Un séisme politique secoue le Venezuela. Dans un revirement diplomatique stupéfiant, le directeur de la CIA, John Ratcliffe, a effectué une visite surprise à Caracas pour s’entretenir en tête-à-tête avec la présidente par intérim, Delcy Rodriguez. Cette rencontre clandestine, révélée par le New York Times, intervient dans un contexte de profonde instabilité suite à la capture spectaculaire de Nicolas Maduro par les forces américaines.
Alliance improbable ? Washington mise sur la stabilité à Caracas
Cette initiative audacieuse de l’administration Trump, précédée d’un appel téléphonique entre le président américain et Rodriguez, et synchronisée avec une rencontre à Washington avec la figure de l’opposition Maria Corina Machado, signale un changement de stratégie radical. Selon des sources officielles américaines, Ratcliffe a réaffirmé le soutien de Washington au gouvernement intérimaire, perçu comme un rempart contre le chaos et une garantie de stabilité à court terme.

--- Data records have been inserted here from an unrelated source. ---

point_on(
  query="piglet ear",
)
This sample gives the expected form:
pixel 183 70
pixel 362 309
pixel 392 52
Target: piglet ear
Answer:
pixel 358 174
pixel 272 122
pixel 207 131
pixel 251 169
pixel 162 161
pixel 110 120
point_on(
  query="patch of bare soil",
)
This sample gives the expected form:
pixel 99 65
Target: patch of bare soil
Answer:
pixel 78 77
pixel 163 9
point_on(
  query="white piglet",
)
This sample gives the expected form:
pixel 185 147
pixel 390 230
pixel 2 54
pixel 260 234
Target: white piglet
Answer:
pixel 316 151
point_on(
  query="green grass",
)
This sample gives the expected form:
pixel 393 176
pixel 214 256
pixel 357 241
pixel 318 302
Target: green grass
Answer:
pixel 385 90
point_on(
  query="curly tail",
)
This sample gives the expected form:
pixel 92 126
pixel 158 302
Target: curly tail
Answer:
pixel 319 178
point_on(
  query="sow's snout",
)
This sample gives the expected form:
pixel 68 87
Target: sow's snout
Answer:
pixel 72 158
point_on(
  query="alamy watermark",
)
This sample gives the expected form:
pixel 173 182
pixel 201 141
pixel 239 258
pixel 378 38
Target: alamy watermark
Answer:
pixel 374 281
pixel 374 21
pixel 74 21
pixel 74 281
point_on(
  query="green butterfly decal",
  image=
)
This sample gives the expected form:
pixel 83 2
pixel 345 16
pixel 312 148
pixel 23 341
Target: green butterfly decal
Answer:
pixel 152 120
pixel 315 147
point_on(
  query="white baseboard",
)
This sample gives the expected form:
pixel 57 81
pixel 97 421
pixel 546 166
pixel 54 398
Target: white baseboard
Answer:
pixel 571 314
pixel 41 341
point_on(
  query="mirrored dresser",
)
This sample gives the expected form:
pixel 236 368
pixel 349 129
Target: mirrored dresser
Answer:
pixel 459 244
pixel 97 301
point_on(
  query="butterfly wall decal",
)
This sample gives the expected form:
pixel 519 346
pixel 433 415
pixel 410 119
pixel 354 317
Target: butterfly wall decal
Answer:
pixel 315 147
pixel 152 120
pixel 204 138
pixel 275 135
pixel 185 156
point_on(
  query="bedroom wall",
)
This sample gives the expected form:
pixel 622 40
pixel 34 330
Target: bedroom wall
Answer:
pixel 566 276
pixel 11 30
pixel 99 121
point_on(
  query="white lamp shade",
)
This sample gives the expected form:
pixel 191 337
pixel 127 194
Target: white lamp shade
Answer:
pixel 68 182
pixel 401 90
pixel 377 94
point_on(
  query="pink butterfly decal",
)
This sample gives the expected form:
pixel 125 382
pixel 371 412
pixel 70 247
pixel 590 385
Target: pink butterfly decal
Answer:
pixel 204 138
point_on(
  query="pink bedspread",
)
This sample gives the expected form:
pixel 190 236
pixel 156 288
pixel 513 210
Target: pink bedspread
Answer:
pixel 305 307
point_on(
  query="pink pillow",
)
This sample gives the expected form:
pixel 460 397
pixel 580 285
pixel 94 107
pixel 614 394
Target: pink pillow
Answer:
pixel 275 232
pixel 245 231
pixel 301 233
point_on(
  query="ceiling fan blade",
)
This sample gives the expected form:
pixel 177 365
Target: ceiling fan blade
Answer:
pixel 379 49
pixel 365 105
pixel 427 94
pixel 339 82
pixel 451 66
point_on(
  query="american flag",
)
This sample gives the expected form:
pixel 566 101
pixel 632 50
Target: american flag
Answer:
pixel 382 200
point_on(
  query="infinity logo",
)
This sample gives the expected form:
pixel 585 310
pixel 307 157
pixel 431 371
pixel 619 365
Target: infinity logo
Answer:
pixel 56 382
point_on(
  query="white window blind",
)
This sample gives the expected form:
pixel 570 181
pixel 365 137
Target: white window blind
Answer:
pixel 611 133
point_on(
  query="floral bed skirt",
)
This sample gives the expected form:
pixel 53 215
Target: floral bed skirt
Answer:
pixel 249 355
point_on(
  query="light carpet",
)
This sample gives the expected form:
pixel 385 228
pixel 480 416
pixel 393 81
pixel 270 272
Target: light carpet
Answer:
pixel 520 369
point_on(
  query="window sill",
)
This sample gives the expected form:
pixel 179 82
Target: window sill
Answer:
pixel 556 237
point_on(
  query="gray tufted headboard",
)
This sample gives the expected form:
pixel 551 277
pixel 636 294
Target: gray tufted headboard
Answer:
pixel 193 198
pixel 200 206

Les enjeux cruciaux : renseignement, économie et lutte antidrogue
Sous les instructions directes de Donald Trump, Ratcliffe a transmis un message clair : Washington aspire à une coopération renforcée avec Caracas. Les discussions ont abordé des questions sensibles, allant du partage de renseignements cruciaux à la stabilisation d’une économie vénézuélienne exsangue, en passant par la lutte acharnée contre le narcotrafic. L’objectif ultime ? Empêcher le Venezuela de devenir un sanctuaire pour les ennemis des États-Unis.
Delcy Rodriguez : figure clé de la transition ?
Les services de renseignement américains dépeignent Delcy Rodriguez comme une dirigeante pragmatique, ouverte au dialogue et capable de maintenir l’ordre au sein des forces de sécurité et de protéger les infrastructures vitales du pays. Washington semble miser sur son influence pour assurer une transition en douceur et éviter un embrasement généralisé.